Solved: Re: creating a new variable and changing wide to long format

Mscarboncopy · Posted 01-25-2021 02:18 PM

Hi I am trying to find out what is the best way to create a variable that I need and change the file format at the same time. My file looks like this (0 is not selected, 1 is selected). I need to create a variable called med that would have values 0 to 8 (depending on what was answered for med_1 to med_8). My issue is that if I use an array it will overwrite, as any ID (obs) can have multiple combinations of selected options (they can select all options or none and any combination in between). I could add all the possible combinations, however, my data file has other variables with 1-50 answer options that can be all selected, and I was hoping to do the same for those. I will not need the non selected (0). My goal is to have a final long data file that only contains the observations that selected at least one of the options. I have looked at wide to long articles and answers here, but I can't seem to adapt the information to what I need. Thank you.

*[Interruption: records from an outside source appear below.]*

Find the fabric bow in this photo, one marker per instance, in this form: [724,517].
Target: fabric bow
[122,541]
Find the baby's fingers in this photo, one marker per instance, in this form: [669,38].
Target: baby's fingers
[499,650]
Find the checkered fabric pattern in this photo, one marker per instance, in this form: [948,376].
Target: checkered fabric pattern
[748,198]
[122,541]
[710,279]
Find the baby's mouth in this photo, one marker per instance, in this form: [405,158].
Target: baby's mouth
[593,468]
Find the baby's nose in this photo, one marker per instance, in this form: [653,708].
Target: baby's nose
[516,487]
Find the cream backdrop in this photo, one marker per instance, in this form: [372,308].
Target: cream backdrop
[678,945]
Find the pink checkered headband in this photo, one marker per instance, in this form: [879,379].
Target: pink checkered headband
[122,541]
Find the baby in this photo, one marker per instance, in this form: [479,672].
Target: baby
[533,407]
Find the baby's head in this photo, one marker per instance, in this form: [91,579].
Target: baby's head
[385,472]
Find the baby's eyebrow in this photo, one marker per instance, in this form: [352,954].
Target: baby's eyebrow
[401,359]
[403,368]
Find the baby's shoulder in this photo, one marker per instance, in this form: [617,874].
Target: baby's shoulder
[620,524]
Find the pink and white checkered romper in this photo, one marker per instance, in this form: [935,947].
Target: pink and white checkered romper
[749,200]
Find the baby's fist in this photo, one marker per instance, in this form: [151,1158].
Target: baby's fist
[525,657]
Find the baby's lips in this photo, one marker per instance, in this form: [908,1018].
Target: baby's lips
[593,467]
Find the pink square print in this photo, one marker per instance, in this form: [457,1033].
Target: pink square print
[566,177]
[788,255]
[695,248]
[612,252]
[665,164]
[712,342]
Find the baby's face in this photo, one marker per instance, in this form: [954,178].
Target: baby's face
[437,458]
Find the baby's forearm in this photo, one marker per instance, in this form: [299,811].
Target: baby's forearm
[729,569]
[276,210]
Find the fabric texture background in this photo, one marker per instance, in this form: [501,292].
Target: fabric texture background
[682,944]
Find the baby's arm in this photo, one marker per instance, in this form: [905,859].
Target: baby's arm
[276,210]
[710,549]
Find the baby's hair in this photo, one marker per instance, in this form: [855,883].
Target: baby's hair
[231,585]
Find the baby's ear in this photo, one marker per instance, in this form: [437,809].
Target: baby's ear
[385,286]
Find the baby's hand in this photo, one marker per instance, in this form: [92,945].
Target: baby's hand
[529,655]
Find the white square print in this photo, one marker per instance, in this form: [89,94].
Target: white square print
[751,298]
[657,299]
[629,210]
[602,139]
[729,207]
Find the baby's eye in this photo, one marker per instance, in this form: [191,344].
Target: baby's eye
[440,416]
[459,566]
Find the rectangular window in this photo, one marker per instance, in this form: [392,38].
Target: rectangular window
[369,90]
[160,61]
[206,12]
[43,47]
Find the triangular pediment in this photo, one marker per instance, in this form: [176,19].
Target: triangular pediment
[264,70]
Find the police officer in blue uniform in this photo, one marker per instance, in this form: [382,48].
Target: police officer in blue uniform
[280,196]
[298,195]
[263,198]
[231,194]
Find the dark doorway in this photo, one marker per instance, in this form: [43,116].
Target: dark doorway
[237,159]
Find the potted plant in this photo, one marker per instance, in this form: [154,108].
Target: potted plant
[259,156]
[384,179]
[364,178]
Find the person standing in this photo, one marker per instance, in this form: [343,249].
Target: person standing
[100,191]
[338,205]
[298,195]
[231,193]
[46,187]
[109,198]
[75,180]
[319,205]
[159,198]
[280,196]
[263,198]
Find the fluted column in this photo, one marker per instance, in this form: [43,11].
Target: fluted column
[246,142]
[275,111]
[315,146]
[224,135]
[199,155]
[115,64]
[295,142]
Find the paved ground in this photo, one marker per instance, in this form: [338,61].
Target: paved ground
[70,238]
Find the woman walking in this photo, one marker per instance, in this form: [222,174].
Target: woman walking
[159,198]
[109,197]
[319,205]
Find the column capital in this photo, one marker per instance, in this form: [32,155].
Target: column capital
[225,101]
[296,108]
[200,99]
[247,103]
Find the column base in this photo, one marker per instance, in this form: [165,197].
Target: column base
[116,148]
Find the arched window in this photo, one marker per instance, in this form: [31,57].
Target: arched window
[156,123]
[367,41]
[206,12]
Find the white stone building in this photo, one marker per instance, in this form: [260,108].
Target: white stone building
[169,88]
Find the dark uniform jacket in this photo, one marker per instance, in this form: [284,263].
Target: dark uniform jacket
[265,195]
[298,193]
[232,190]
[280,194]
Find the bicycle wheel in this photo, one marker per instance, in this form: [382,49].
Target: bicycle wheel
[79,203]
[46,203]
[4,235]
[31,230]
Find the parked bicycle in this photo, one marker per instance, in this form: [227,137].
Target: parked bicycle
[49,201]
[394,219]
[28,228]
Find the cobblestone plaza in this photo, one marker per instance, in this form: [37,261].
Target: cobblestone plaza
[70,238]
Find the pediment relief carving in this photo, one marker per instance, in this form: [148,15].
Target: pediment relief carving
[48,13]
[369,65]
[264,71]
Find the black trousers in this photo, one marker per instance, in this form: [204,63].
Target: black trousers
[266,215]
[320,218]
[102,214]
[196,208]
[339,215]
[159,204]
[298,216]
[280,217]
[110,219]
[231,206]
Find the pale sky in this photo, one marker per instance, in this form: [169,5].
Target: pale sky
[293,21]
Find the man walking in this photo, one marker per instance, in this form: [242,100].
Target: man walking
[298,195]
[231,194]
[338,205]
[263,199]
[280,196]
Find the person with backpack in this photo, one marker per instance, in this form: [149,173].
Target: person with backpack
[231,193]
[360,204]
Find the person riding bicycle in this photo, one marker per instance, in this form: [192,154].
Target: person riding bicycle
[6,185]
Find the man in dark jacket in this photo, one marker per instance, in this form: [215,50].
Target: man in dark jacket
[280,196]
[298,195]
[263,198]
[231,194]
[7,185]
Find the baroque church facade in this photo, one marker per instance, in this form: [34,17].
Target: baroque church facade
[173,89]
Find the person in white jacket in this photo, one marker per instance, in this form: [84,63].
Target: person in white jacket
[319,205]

OBS	med___1	med___2	med___3	med___4	med___5	med___6	med___7	med___8
1	0	0	0	0	0	0	0	1
2	1	0	1	0	0	0	0	0
3	1	0	0	0	0	0	0	0
4	1	1	1	0	0	0	0	0
5	0	0	0	0	0	0	0	0
6	1	1	1	1	1	0	0	0

Mscarboncopy · Posted 01-29-2021 08:11 AM

To update how I ended up solving this, after everyone's help. Thank you all again.

I used

proc transpose
  data=have
  out=long (
    where=(col1 ne 0)
  )
;
by obs;
var med:;
run;

data want;
set long;
med = scan(_name_,-1,"_");
drop _name_ col1;
run;

and replaced col1 ne 0 with col1 ne ' ' for the character variables and use RENAME col 1 in the data step for character variables instead of scan.

Data want2 (rename=(col1=mycharactervarname));

set long;

Run;

I transposed each variable separately and then merged them all. I have not done the date variables yet, but it should be straightforward. I used col2 to check for duplicates in my data file (before dropping it) and found out which ones they were and removed them from my have file (as when this happens, it indicates a data collection mistake in this case). I hope this can help others as well.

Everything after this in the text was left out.